Hi Guys,
One of the things that MyTardis doesn't have (yet) is a generic answer to the problem of what to do when you have too much data.
I need to develop a solution for our (CMM's) installation, but before I launch into implementing this myself, I'd like to hear how other installations are dealing with this problem.
To set the scene, here's how I see the problem:
- We (or at least, our users) have an obligation to keep data for at least 5 years due to various policies and regulations. It is not entirely clear whether this applies to all data, but if it doesn't we (CMM) are not in a position to decide which data should be kept ... from the regulatory perspective.
- We don't have enough local disc space to hold that much data online, and we don't have local hierarchical storage (and can't afford it).
- We should be able to get disc storage and / or tape space from external providers, on-campus or in "the cloud".
- External provision has the problem that we don't know if the service will still be available in N-years time, and we may not be able to control the costs in the long term.
My initial thinking is that there are two models for dealing with the problem from a technical perspective; the "archive" and "migrate" model.
In the "archive" model, a suitable unit of data (e.g. dataset) would be turned into an archive object (a ZIP / TAR file with a suitable manifest), and the archive object is copied to the external storage provider where it is kept online or offline. Once that has been done with a sufficient level of confidence that we can get it back, the data files are deleted from primary storage.

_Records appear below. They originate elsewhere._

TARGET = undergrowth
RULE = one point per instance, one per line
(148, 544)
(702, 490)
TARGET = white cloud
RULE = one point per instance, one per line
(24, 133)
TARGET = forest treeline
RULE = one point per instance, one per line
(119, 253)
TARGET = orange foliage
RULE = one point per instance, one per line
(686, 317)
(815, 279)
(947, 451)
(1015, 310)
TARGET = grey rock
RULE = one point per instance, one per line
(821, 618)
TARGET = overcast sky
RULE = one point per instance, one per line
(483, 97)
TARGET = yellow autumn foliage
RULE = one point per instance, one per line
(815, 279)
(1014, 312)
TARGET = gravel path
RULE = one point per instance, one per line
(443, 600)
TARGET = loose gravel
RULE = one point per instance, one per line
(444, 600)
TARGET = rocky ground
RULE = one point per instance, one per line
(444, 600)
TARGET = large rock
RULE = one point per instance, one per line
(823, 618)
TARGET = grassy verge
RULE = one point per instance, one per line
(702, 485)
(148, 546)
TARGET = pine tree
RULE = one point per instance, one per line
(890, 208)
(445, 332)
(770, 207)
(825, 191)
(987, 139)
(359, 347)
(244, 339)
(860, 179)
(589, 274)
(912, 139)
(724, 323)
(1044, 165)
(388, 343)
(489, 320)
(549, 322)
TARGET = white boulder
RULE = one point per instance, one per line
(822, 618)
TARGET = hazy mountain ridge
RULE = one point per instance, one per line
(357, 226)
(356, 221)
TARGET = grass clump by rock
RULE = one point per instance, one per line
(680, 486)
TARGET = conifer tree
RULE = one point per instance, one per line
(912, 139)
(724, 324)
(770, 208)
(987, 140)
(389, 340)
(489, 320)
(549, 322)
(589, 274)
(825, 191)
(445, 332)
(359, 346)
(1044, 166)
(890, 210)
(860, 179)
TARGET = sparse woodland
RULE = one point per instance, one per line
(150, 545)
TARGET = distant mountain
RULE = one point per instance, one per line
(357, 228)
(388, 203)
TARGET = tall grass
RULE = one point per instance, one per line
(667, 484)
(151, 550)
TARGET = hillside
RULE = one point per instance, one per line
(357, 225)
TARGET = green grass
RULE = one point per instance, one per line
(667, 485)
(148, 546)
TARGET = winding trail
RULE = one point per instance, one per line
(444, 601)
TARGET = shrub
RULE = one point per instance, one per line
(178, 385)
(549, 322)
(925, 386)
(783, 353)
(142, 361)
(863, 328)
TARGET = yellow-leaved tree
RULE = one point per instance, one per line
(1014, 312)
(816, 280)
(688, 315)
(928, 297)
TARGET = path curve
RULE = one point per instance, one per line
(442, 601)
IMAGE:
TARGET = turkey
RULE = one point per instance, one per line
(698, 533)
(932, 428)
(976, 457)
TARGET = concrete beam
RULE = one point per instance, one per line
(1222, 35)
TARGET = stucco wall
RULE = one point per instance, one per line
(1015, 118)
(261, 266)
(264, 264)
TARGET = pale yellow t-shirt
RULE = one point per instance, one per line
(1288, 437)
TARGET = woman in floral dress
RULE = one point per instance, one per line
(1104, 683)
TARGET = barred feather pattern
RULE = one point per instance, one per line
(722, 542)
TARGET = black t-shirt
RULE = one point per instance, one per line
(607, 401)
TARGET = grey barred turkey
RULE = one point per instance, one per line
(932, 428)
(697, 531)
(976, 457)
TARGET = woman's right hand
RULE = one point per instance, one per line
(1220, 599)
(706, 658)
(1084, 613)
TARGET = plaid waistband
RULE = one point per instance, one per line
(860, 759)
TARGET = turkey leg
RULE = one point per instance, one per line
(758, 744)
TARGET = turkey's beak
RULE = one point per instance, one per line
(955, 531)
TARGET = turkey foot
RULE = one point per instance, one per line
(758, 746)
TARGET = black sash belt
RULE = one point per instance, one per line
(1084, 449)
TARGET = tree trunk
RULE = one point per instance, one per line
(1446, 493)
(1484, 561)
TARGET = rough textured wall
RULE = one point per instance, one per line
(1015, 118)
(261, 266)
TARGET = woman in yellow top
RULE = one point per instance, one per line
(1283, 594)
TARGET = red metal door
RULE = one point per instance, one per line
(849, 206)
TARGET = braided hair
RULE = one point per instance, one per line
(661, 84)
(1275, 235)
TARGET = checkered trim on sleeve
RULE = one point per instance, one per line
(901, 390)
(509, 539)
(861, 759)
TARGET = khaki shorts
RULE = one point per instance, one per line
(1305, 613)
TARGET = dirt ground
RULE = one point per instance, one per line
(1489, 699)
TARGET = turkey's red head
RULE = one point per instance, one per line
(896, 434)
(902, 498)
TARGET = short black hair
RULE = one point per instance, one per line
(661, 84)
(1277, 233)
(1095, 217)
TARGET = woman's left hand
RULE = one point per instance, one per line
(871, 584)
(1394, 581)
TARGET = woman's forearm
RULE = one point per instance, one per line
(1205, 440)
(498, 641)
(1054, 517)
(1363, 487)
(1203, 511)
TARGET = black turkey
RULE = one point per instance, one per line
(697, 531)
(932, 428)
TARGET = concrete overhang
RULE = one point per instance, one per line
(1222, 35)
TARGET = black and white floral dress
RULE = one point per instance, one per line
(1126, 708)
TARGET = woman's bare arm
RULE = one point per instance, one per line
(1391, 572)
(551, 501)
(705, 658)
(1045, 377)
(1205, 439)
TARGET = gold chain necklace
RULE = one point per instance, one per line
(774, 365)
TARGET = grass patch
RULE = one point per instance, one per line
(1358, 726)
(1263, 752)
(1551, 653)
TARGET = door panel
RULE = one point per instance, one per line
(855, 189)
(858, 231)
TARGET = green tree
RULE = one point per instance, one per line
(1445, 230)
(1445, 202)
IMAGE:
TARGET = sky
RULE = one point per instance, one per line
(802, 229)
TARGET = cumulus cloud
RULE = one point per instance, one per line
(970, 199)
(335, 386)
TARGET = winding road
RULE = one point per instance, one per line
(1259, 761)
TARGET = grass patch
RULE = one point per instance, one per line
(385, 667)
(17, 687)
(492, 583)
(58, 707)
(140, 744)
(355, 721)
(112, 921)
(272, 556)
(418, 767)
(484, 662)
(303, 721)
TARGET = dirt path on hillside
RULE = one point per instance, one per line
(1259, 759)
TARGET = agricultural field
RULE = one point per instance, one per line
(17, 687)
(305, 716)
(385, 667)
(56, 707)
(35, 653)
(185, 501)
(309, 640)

Ideally, (IMO) the MyTardis experiment/dataset/datafile metadata should be kept online to allow the user to find out that the data exists, and to record where the archive has been sent. I would envisage that the user could request that the archived data be automatically restored ... subject to site-specific policies, etc.
In the "migrate" model, individual data files would be copied to external storage, and the MyTardis URL for the Dataset_File is updated to point to the new location. This allows the user to access the data immediately, but it requires that there is something running on the external storage system that can deliver the data file in response via HTTP, FTP or whatever when MyTardis or the user's browser resolves / fetches the URL. (In this model, the external storage could be a hierarchical storage system ...)
We probably need to support
both models to give us the flexibility to adapt to changes in external provisioning, data volumes, storage costs, and regulatory issues.
The other issue is whether this should be core functionality or "app" functionality, and in the latter case whether the we can do this without modifying the MyTardis experiment/dataset/datafile schemas.
-- Steve